ERWTENSOEP - DUTCH PEA SOUP



Erwtensoep - Dutch Pea Soup image

This soup is not a starter but a substantial meal, our favorite winter soup!! When cold the soup should be thick enough to slice, if not you did not make a good pea soup, (that is what my mother always told me!) Traditionally served with pumpernickel bread. Freezes well. I use 2 1/2 cups of split peas and find that thick enough, but for the true thick Dutch version you should use 3 1/2 cups. After a discussion with other Zaar members I like to add this: If you like, add some chopped carrots to the soup and you can make the soup without having to soak the split peas overnight.

Provided by PetsRus

Categories     One Dish Meal

Time 15h

Yield 4-8 serving(s)

Number Of Ingredients 11

3 1/2 cups dried split green peas or 1 1/2 lbs dried split green peas
3 liters water
1 lb spareribs
1/2 lb bacon, one thick slice, cubed
2 leeks, washed and chopped, also use the green part
1 medium celeriac, diced (celery root or bulb) or 3 cups of chopped celery (but the flavor will be weaker)
1 smoked dutch sausage or 3 -4 thick frankfurters, left whole or cut up in slices
salt and pepper
1 -2 bouillon cube (optional)
chopped celery leaves
fresh parsley leaves

Steps:

  • Wash the peas and soak them overnight in the amount of water given.
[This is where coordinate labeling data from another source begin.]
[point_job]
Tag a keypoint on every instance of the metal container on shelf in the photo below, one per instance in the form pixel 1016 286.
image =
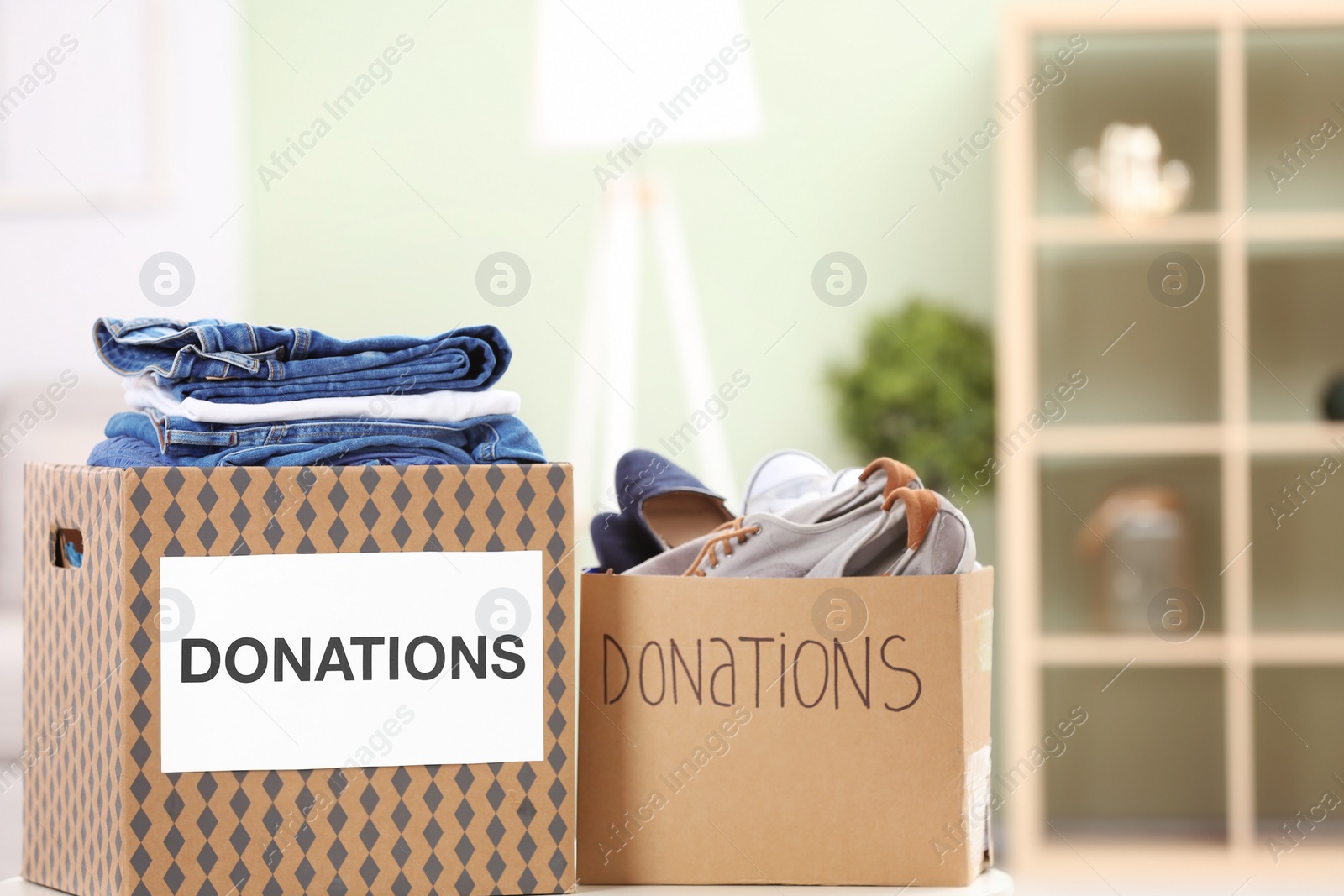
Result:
pixel 1137 546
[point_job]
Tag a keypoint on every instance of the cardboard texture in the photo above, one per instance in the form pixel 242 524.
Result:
pixel 864 762
pixel 101 819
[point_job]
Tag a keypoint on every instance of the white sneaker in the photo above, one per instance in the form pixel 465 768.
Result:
pixel 788 479
pixel 793 540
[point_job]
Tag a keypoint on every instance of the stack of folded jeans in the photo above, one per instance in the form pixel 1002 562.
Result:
pixel 212 392
pixel 800 520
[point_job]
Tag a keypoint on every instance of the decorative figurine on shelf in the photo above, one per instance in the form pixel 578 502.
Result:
pixel 1334 403
pixel 1126 176
pixel 1137 546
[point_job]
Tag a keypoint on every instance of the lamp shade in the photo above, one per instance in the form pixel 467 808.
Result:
pixel 648 71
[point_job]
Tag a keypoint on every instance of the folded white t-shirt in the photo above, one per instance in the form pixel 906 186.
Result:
pixel 448 406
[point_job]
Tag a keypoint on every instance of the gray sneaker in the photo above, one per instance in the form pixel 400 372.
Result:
pixel 918 532
pixel 786 544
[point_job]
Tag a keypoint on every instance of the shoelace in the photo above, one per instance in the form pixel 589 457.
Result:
pixel 898 474
pixel 721 535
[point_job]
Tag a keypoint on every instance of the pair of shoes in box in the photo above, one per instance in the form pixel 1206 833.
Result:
pixel 800 520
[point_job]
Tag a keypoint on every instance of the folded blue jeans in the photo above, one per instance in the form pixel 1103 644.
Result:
pixel 222 362
pixel 481 439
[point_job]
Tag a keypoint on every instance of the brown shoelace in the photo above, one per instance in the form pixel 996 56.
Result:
pixel 898 474
pixel 921 508
pixel 721 535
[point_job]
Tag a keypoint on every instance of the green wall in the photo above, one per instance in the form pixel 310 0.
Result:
pixel 859 100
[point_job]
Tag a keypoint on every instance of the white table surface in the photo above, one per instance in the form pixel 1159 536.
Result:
pixel 992 883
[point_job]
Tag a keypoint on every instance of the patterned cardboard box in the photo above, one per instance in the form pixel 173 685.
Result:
pixel 101 819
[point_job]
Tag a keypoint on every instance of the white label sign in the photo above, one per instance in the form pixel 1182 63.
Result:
pixel 333 660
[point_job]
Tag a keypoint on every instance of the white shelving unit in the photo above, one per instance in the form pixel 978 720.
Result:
pixel 1233 443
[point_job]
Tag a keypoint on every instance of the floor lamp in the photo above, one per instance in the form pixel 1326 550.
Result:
pixel 588 97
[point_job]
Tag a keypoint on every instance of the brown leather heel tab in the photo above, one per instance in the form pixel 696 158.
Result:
pixel 921 506
pixel 898 474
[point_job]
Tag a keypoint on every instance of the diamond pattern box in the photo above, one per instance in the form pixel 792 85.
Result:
pixel 100 815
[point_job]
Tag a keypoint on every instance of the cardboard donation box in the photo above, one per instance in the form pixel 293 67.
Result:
pixel 292 680
pixel 785 731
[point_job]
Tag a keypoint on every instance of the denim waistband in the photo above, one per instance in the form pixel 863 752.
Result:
pixel 239 362
pixel 125 452
pixel 483 439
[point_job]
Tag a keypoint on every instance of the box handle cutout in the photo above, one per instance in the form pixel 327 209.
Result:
pixel 66 548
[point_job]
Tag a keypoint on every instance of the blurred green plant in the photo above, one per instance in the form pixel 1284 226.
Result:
pixel 922 391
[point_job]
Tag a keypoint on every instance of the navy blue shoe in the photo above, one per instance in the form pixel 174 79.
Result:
pixel 662 506
pixel 620 544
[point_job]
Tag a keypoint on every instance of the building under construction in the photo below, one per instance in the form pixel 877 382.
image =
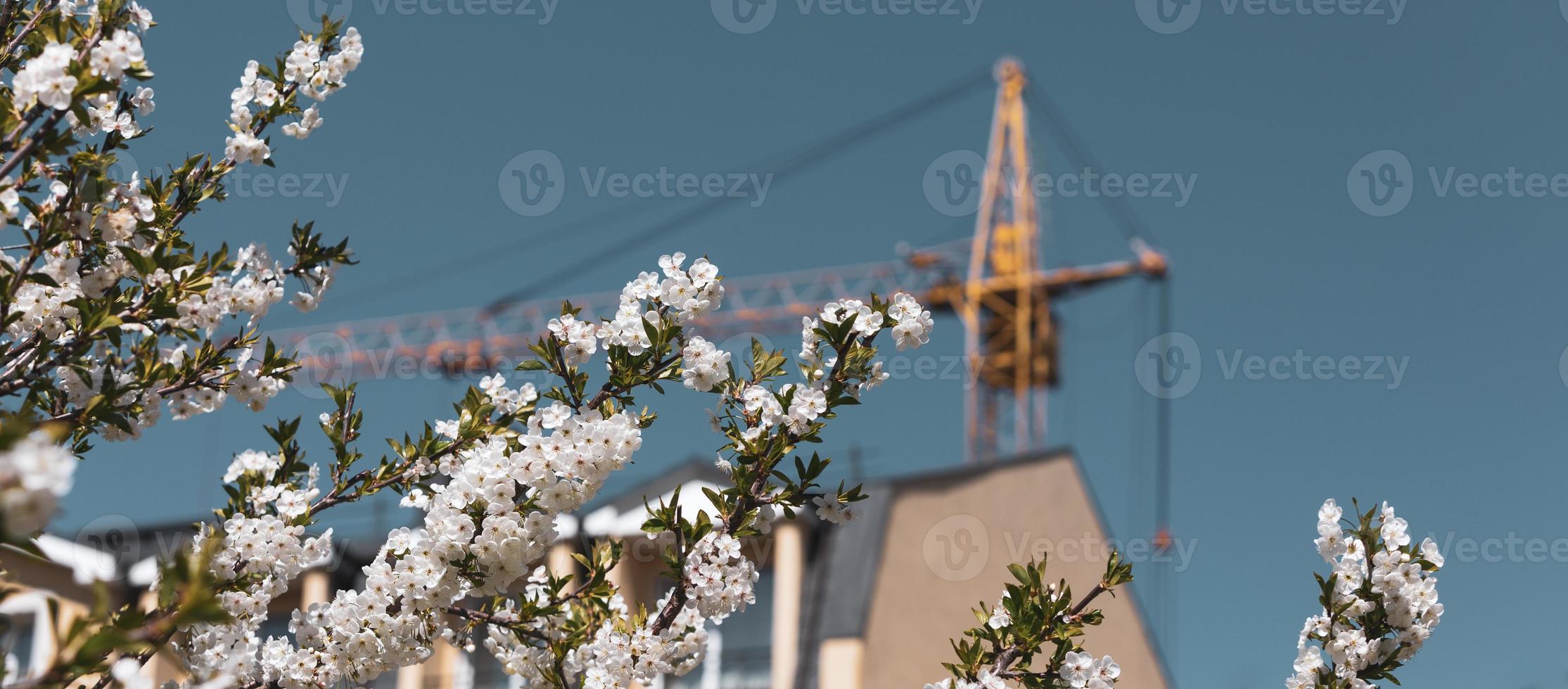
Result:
pixel 866 605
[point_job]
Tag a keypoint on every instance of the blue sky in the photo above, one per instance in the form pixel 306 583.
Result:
pixel 1272 115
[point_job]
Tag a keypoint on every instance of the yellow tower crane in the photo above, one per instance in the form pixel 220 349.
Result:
pixel 1005 301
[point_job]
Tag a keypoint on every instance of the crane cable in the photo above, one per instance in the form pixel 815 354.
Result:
pixel 808 157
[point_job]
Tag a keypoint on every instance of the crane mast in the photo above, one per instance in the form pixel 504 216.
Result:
pixel 1004 301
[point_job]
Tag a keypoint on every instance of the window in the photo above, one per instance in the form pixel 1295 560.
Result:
pixel 18 645
pixel 739 652
pixel 25 636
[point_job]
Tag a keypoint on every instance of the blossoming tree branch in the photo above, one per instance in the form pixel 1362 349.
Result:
pixel 113 315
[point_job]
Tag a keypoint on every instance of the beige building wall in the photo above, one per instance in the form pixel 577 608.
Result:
pixel 948 547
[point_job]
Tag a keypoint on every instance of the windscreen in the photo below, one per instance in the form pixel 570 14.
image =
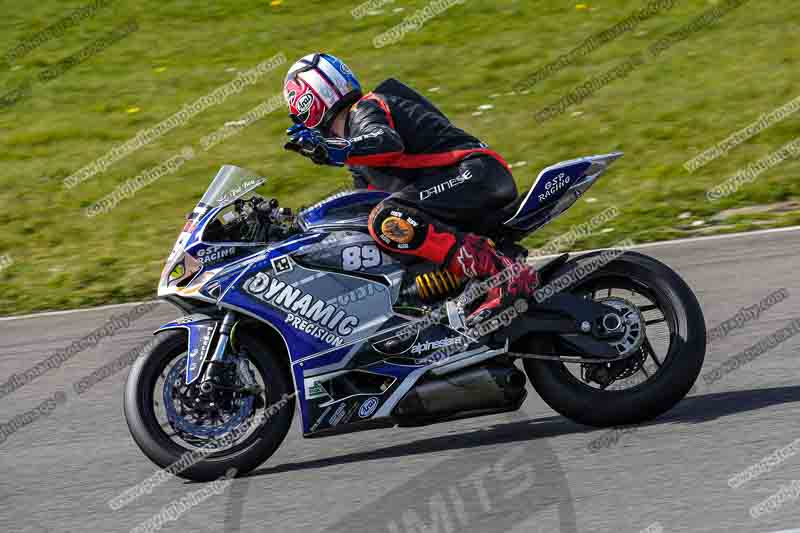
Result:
pixel 229 184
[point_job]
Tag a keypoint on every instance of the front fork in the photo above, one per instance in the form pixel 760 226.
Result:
pixel 216 365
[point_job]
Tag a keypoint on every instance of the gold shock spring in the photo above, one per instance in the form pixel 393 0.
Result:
pixel 437 284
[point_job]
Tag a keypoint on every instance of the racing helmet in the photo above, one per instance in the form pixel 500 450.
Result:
pixel 317 88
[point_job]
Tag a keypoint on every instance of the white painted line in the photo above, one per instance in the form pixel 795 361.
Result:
pixel 676 242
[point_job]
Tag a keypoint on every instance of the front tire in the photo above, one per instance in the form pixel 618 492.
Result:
pixel 676 374
pixel 152 437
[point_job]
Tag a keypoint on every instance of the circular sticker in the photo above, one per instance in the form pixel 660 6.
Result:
pixel 368 407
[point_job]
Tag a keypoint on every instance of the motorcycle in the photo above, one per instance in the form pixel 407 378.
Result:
pixel 283 309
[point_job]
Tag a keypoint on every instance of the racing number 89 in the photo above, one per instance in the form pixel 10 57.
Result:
pixel 358 257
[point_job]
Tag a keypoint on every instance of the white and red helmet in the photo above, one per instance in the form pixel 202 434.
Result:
pixel 317 87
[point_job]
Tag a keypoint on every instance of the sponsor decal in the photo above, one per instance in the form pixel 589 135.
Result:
pixel 314 389
pixel 350 413
pixel 282 264
pixel 446 186
pixel 189 318
pixel 397 230
pixel 215 254
pixel 338 415
pixel 553 186
pixel 306 313
pixel 239 190
pixel 303 104
pixel 321 418
pixel 368 407
pixel 360 257
pixel 427 346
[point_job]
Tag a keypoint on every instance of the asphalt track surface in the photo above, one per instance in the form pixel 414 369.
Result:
pixel 531 471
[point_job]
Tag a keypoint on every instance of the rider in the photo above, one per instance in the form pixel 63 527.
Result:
pixel 444 182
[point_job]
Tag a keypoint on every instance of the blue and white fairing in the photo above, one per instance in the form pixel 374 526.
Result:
pixel 329 291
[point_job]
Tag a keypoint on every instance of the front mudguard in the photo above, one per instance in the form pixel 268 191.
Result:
pixel 201 331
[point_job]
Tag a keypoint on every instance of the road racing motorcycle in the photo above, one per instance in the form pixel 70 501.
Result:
pixel 283 309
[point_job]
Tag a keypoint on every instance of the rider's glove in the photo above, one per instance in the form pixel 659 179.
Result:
pixel 310 143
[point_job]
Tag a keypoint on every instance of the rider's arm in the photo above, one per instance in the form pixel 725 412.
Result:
pixel 374 141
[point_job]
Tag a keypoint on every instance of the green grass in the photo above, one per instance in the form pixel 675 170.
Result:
pixel 703 89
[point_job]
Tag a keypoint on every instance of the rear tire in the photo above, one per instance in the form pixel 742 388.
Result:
pixel 577 401
pixel 163 451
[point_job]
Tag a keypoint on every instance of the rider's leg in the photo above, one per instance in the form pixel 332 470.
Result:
pixel 421 220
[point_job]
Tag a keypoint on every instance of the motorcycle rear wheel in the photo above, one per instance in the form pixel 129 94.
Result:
pixel 676 373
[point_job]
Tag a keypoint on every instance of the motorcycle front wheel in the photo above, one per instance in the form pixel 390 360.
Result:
pixel 204 435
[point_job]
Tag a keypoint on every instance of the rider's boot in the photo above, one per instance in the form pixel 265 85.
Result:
pixel 477 258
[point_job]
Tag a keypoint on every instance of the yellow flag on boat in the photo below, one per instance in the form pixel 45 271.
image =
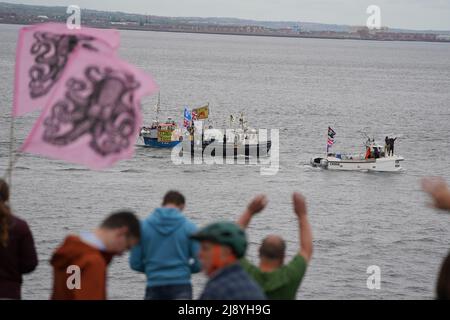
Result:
pixel 201 113
pixel 164 136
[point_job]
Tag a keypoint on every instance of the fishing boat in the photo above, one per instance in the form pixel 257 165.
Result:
pixel 161 134
pixel 374 159
pixel 243 140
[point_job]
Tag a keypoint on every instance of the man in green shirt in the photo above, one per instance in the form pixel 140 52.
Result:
pixel 279 281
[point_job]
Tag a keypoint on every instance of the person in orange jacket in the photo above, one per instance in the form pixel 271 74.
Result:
pixel 81 262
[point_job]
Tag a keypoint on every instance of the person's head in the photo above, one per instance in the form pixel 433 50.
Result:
pixel 174 199
pixel 221 244
pixel 5 213
pixel 120 232
pixel 273 250
pixel 443 284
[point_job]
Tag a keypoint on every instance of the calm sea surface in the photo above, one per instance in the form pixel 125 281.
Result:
pixel 299 86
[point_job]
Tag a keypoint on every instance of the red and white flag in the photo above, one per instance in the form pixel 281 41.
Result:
pixel 93 117
pixel 43 53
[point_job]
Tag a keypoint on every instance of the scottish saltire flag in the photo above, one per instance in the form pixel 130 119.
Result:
pixel 331 133
pixel 194 115
pixel 43 53
pixel 94 116
pixel 187 117
pixel 330 140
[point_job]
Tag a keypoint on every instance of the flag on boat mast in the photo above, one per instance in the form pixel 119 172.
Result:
pixel 330 142
pixel 187 117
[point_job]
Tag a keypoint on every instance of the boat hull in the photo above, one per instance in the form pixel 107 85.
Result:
pixel 154 143
pixel 384 164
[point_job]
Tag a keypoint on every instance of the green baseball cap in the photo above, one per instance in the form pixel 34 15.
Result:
pixel 224 233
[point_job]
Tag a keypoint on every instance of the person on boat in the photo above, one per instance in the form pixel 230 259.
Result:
pixel 166 254
pixel 222 244
pixel 92 252
pixel 376 153
pixel 17 251
pixel 386 146
pixel 368 153
pixel 391 145
pixel 279 280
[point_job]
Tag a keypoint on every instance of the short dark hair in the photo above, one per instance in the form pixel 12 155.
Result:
pixel 272 249
pixel 121 219
pixel 174 197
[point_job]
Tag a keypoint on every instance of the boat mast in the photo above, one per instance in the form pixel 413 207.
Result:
pixel 158 106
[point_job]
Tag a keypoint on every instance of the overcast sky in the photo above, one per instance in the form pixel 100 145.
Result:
pixel 409 14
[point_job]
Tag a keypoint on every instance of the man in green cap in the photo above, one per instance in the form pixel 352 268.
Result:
pixel 222 244
pixel 278 280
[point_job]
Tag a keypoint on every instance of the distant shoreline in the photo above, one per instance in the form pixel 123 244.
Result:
pixel 304 35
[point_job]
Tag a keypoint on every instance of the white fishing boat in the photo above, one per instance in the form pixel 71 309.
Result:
pixel 374 159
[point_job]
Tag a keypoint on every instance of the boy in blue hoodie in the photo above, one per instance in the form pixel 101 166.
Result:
pixel 165 253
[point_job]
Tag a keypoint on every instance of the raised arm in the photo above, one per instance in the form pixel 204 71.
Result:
pixel 256 205
pixel 306 239
pixel 438 189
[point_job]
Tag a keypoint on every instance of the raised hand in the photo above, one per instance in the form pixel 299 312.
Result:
pixel 299 204
pixel 257 204
pixel 438 189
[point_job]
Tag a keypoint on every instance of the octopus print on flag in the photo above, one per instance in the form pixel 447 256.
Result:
pixel 43 52
pixel 94 117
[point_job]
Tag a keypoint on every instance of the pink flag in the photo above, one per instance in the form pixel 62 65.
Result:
pixel 43 52
pixel 93 116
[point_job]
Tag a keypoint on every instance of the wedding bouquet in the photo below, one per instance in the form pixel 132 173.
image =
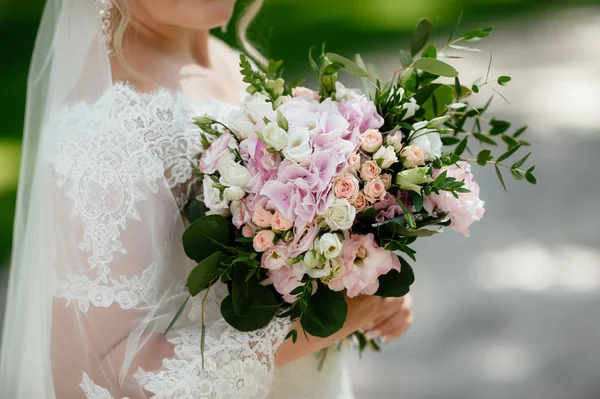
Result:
pixel 312 195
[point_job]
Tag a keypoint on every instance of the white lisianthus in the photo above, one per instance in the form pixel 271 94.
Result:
pixel 340 215
pixel 329 245
pixel 234 193
pixel 234 174
pixel 395 140
pixel 298 147
pixel 257 107
pixel 212 198
pixel 411 108
pixel 274 136
pixel 386 157
pixel 315 268
pixel 240 124
pixel 428 140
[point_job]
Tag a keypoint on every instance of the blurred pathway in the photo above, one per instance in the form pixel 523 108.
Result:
pixel 514 311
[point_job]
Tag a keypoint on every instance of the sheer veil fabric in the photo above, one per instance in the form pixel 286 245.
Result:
pixel 97 267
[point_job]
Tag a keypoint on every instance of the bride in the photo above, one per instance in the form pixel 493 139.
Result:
pixel 98 269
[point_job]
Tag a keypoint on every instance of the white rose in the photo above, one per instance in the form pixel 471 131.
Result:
pixel 212 198
pixel 329 245
pixel 315 268
pixel 274 136
pixel 234 174
pixel 240 124
pixel 395 140
pixel 386 157
pixel 340 216
pixel 298 147
pixel 428 140
pixel 234 193
pixel 257 107
pixel 411 108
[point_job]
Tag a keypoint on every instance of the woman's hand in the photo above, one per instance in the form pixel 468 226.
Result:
pixel 393 321
pixel 386 317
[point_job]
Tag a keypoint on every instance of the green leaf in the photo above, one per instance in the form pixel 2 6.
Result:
pixel 430 52
pixel 503 80
pixel 483 157
pixel 177 315
pixel 530 178
pixel 204 274
pixel 519 132
pixel 420 36
pixel 263 309
pixel 460 148
pixel 282 121
pixel 194 210
pixel 436 67
pixel 499 175
pixel 396 284
pixel 448 140
pixel 206 236
pixel 498 126
pixel 521 162
pixel 348 65
pixel 485 139
pixel 405 58
pixel 508 153
pixel 325 314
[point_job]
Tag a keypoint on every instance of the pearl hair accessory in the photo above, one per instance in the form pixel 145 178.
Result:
pixel 104 7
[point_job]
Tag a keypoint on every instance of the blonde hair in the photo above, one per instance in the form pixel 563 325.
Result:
pixel 123 16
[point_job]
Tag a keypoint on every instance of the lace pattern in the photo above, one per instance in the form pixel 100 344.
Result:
pixel 237 365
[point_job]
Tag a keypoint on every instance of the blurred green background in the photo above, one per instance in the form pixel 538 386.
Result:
pixel 511 312
pixel 286 29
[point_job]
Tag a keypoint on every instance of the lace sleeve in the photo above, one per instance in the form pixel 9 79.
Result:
pixel 121 269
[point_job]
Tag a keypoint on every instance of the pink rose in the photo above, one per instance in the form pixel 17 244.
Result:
pixel 346 187
pixel 412 156
pixel 263 240
pixel 387 180
pixel 248 231
pixel 360 202
pixel 370 170
pixel 275 257
pixel 262 218
pixel 285 280
pixel 280 222
pixel 363 263
pixel 375 190
pixel 465 209
pixel 354 163
pixel 306 93
pixel 371 140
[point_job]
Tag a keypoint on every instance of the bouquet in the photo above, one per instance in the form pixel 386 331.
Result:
pixel 310 195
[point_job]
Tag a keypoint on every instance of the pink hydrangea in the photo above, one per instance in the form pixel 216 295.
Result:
pixel 363 263
pixel 465 209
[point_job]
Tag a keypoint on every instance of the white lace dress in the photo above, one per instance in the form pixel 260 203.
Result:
pixel 118 174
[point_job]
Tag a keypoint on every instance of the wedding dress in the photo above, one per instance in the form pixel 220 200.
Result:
pixel 106 172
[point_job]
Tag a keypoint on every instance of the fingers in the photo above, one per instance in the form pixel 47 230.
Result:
pixel 394 321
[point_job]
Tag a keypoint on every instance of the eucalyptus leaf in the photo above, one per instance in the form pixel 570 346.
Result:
pixel 436 67
pixel 420 36
pixel 348 65
pixel 206 236
pixel 325 314
pixel 263 309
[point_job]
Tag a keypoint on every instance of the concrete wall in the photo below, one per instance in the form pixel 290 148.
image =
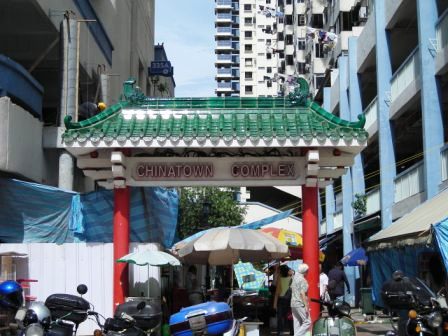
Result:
pixel 21 141
pixel 61 268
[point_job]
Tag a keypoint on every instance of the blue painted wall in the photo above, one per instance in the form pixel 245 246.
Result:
pixel 385 137
pixel 430 97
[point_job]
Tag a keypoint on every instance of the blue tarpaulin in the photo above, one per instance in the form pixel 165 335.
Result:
pixel 441 237
pixel 34 213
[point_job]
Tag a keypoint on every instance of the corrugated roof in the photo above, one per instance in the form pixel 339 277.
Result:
pixel 412 225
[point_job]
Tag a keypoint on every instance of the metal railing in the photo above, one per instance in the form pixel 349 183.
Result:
pixel 371 113
pixel 442 30
pixel 444 159
pixel 409 182
pixel 405 74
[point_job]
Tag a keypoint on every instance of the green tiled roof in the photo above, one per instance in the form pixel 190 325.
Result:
pixel 231 118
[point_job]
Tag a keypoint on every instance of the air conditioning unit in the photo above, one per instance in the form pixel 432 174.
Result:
pixel 363 13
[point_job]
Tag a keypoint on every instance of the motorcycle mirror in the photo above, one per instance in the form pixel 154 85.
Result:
pixel 141 305
pixel 81 289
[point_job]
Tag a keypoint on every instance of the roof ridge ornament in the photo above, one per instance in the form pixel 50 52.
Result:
pixel 299 96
Next day bring them to the boil together with the spareribs and the bacon; simmer on very low heat for approx 1 1/2 hours, stirring occasionally. Add the leeks and the celeriac; cook for another hour or until the soup becomes thick - with the lid off. Lift out the spareribs, remove the meat from the bones, and return the meat to the pan.
  • Add the sausage, let it warm through and season the soup to taste and maybe add bouillion cube(s) , add the chopped celery leaves and parsley just before serving.